Euclid preparation: XXVI. ​The Euclid Morphology Challenge - Towards structural parameters for billions of galaxies

In this paper, we have created and anaysed the Euclid Morphology Challenge, to help the Euclid Consortium in chosing the best software package for the galaxy catalogue production. In this challenge, we asked five galaxy fitting experts to tun their software (DeepLeGATo, Morfometryka, SourceXtractor++, Galapagos-2, and Profit) on a common dataset that we have simulated. They had to predict the Sérsic parameters (flux, half-light radius, Sérsic index and ellipticity) for four different type of images: singe Sérsic, double Sérsic and more realistic simulations (produced by a FVAE, see below). We analysed this complex dataset thanks to three metrics, namely the bias, the dispersion and the outlier fraction. We found a lot of interesting features and comparison, and I describe some of them below.

We first show that most of the codes achieve no major bias and a dispersion below 10% for all single Sérsic parameters. Nevertheless, we identified and anaysed specific behaviours for the dofferent softwares. For example, DeepLeGATo perfoms better for faint objects than bright ones! One could try to use it for faint objets while user ine of the other for bright objects.

Euclid preparation: XIII. Forecasts for galaxy morphology ​with the Euclid Survey using Deep Generative Models

In this paper, we simulate realistic galaxies with a Deep Learning model called Flow Variational AutoEncoder (FVAE). The galaxies are learn from real space images, by the Hubble Space Telescope. In addition to the realsitic morphologies learn by the VAE, we also have a good control of the parameters (size, ellipticity and sersic index) thanks to a trained regressive Flow. We used our simulation to forecast the number of interesting galaxies for galaxy science that Euclid will be able to resove. We also created a benchmark to evaluate the relative speed of our model compared to classical simulations.

Our model is able to learn complex morphologies. You can see here some examples of spiral arms, rings, clumps and bars. This is done thnaks to a Variational AutoEncoders (VAE). The VAE is amde of two convolutional Neural Networks: an Encoder and Decoder. The Encoder learns the latent distribution of pixels inside a small space, called latent space. The Decoder learns to decode a sample from this representation to recreate the input image. By minimizing the difference between the input image and its reconstruction, we force the representation in the latenstapce to be meaningful. In addition, by regularising the encoded distribution, we can sample this learnt latent space to create new galaxies.
Nevertheless, we don't have any control on the properties of the produced galaxies. This is why we introduce a regressive flow.

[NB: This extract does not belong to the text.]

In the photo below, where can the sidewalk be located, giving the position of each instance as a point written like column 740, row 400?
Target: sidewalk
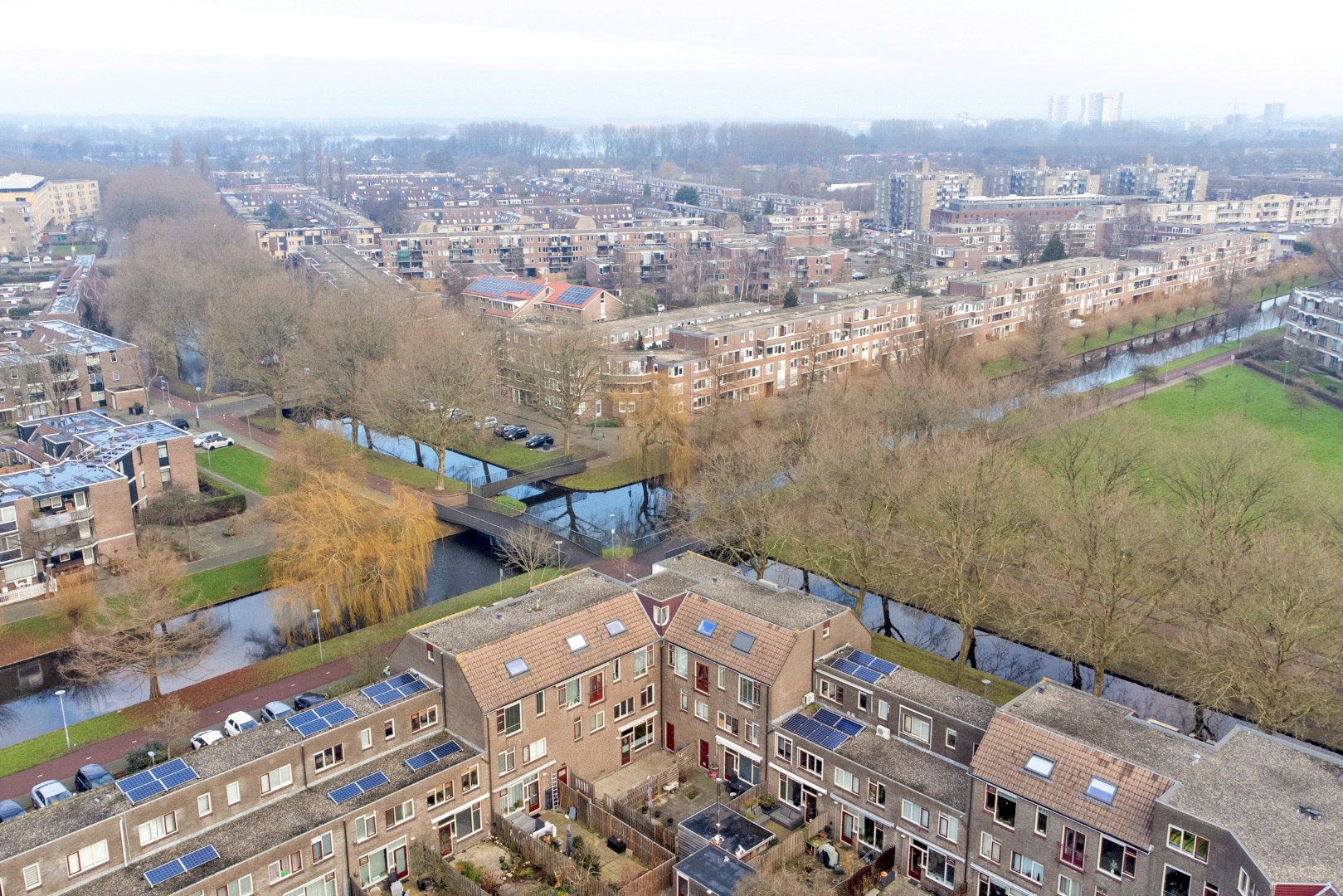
column 110, row 752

Thanks to the regressive Flow, we learn to map the physical parameter space to the latent space of the trained VAE. In practice, a galaxy with known parameter is encoded by the trained Encoder. Then, the Flow is trained to map this distribution to a Normal Gaussian distribution, conditionned to the physical parameter of the encoded galaxy. Because the transformation is bijective, we can, once trained, transform a sample from a Normal Gaussian distribution to a position in the latent space. If the Flow is well trained, this sample will be decoded to galaxy with the wanted input physical parameters. In the plot on the right, you can see some parameters fitted by a fitting algorithm on our simulated galaxies (orange) and on analytical profiles (blue), versus the true parameter of the simulated galaxy. We see no major departure between blue and orange points, meaning that our Flow is working. The small difference between the two can also be due to the fact that our complexe galaxies are harder to fit by the fitting algorithm.

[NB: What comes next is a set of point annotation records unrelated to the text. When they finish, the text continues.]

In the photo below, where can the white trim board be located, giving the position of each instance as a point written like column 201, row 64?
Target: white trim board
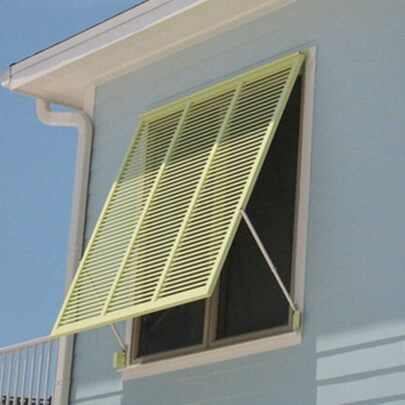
column 142, row 35
column 211, row 356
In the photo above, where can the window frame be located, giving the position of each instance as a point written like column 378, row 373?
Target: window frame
column 216, row 350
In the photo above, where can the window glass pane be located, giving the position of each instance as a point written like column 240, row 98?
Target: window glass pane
column 172, row 328
column 250, row 298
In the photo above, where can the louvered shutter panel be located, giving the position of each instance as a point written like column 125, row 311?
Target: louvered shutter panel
column 174, row 209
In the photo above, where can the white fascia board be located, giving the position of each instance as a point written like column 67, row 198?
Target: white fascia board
column 142, row 35
column 95, row 39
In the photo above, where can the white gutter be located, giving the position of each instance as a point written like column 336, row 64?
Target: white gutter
column 82, row 122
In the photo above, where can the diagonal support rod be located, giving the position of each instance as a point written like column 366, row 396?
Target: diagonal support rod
column 268, row 260
column 118, row 337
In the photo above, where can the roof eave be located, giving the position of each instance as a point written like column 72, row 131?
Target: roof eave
column 62, row 73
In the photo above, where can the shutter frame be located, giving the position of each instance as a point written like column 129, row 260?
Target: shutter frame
column 294, row 63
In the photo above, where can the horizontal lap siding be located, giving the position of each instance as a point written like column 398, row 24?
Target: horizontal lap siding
column 354, row 301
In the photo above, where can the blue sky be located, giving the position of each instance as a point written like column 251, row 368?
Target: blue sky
column 36, row 166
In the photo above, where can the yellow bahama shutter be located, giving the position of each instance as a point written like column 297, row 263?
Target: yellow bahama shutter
column 174, row 209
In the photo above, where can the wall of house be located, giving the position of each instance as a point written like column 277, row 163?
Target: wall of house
column 353, row 346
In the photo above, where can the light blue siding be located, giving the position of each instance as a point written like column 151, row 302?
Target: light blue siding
column 353, row 348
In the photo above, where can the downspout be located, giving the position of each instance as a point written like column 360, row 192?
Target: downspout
column 81, row 121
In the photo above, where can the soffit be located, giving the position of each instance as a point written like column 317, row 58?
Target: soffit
column 144, row 34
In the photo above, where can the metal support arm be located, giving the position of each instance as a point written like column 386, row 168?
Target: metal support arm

We used our simulation to forecast the number of interesting galaxies for galaxy science that Euclid will be able to resolve. By interesting, we mean galaxies with resolvable structures, irregularities. In the left plot of the figure, we show the percentage of those galaxies regarding the surface brightness of the galaxies. In red for the wide field of Euclid and in blue for the Deep Field. We show that above ~22.5, the wide field will be able to resolve barely no interesting galaxies, and around two magnitude higher for the Deep Field. On the plot on the right, we show the total number of interesting galaxies regarding the surface brightness. Even if the percentage decrease with surface brightness, because the total number of galaxies in the sky is larger at high SB, the total number of interesting galaxies increase at the beginning. In total, we estimate the number of those galaxies to be around 250 millions.

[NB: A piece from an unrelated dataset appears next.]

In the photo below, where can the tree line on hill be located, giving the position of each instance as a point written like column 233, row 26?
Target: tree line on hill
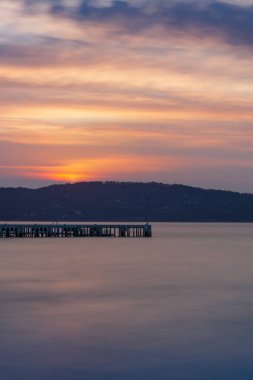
column 124, row 201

We analysed carefully the running time of our simulations. We compare the time to produce the galaxies to the time made by the simple analytical profiles used in Euclid, which are known to be very fast but very limited regarding the morphology. The plot on the right presents the number of time our model is slower than the analytical simulations, regarding the number of galaxy simulated. It shows three interesting behaviour: our model is always mnore than 5 times faster when using GPUs. It is optimized when producing more galaxies in the same time (batch size, which is the natural behaviour of the model). And our model get faster when the number of simulated galaxies increase and using GPUs compared to the analytical simulation.

NeurIPS 2021: Probabilistic segmentation of overlapping galaxies forlarge cosmological surveys.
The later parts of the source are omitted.